When I arrived in Atlanta I did so with a bitter heart. I was angry at my Uncle Steve for sending me away and I hated the idea of living around a bunch of Americanos. After living on the reservation for so long I had come to believe that most white people were lame and stuck up. I wanted to be with my people, who were wild and free and real.
What I knew about the south was only what I had seen by watching Anne of Green Gables. I was picturing men in overalls and ladies with hats serving ice tea expecting me to say things like, "yes, mam I've been doing lovely today!" What a nightmare!
The landscape was vastly different from California or the beautiful deserts of New Mexico. I had moved to a rain forest! Every direction I looked there were trees, and what looked like branches of ivy growing over everything. My aunt and uncle lived in a cookie cutter neighborhood where every third house was the same. Their house was a small, narrow two story.

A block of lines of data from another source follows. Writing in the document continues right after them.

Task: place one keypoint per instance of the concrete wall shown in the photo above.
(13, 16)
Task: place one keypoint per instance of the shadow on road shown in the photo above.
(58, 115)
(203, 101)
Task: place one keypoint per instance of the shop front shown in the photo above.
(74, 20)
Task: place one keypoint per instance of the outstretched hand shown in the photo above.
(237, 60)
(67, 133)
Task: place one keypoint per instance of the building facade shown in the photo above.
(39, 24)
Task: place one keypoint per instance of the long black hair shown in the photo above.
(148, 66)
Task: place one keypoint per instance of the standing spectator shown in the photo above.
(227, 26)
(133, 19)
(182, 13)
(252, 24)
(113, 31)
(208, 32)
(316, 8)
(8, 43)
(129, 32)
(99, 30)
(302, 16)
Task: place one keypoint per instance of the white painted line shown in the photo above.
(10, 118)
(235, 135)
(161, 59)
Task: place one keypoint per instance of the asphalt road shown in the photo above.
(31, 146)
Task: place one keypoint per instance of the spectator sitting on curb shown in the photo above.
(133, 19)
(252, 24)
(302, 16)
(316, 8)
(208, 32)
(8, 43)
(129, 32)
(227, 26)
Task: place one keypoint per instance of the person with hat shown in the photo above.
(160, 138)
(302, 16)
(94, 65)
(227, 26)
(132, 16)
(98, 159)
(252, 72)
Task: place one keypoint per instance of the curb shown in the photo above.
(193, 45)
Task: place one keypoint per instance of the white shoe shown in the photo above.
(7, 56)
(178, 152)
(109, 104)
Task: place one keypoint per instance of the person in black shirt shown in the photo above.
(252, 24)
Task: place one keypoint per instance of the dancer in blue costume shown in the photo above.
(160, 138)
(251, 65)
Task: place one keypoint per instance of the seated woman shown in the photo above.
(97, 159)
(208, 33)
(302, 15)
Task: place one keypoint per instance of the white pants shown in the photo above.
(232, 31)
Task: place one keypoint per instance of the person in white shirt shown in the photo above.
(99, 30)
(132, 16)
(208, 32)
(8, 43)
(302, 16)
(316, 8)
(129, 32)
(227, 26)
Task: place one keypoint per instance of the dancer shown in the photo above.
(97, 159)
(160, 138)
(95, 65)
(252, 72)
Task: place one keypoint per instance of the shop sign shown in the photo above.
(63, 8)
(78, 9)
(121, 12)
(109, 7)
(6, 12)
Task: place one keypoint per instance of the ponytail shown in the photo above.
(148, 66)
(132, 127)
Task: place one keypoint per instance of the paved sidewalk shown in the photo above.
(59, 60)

I would share a bedroom (and bed) with my little 12 year old cousin.
As time went by I got use to things just like I had every other place I had lived. By the time I was 16, I had been a little girl who loved her mother, a child who missed her father, a crack baby, a sex abuse survivor, a treasure hunter, a candy thief, a hamster murderer, a police informer, a snake wrangler, an unloved child, a resident of a battered women's shelter, a Mormon, an entrepreneur, a pool shark, a trash collector, a skier, a manipulator, a tap dancer, and an Indian.
I had moved 38 times that I can remember. I understood that I still had to take care of myself, no matter that I had been taken in and adopted by my uncle and aunt. I got a job at 16. I worked at a daycare and supervised the after-school program. Everyday after I got out of school I took the bus home and walked to work. I made $6.00 an hour. Things were looking up for me. Pot enabled me to live comfortably in my own skin. I had a family who showed me lots of love, was doing well in school and had a job. Later I would find anxiety medication to replace the drugs, and I have no shame in admitting I need medication today. The only shame is in not finding help, if you need it.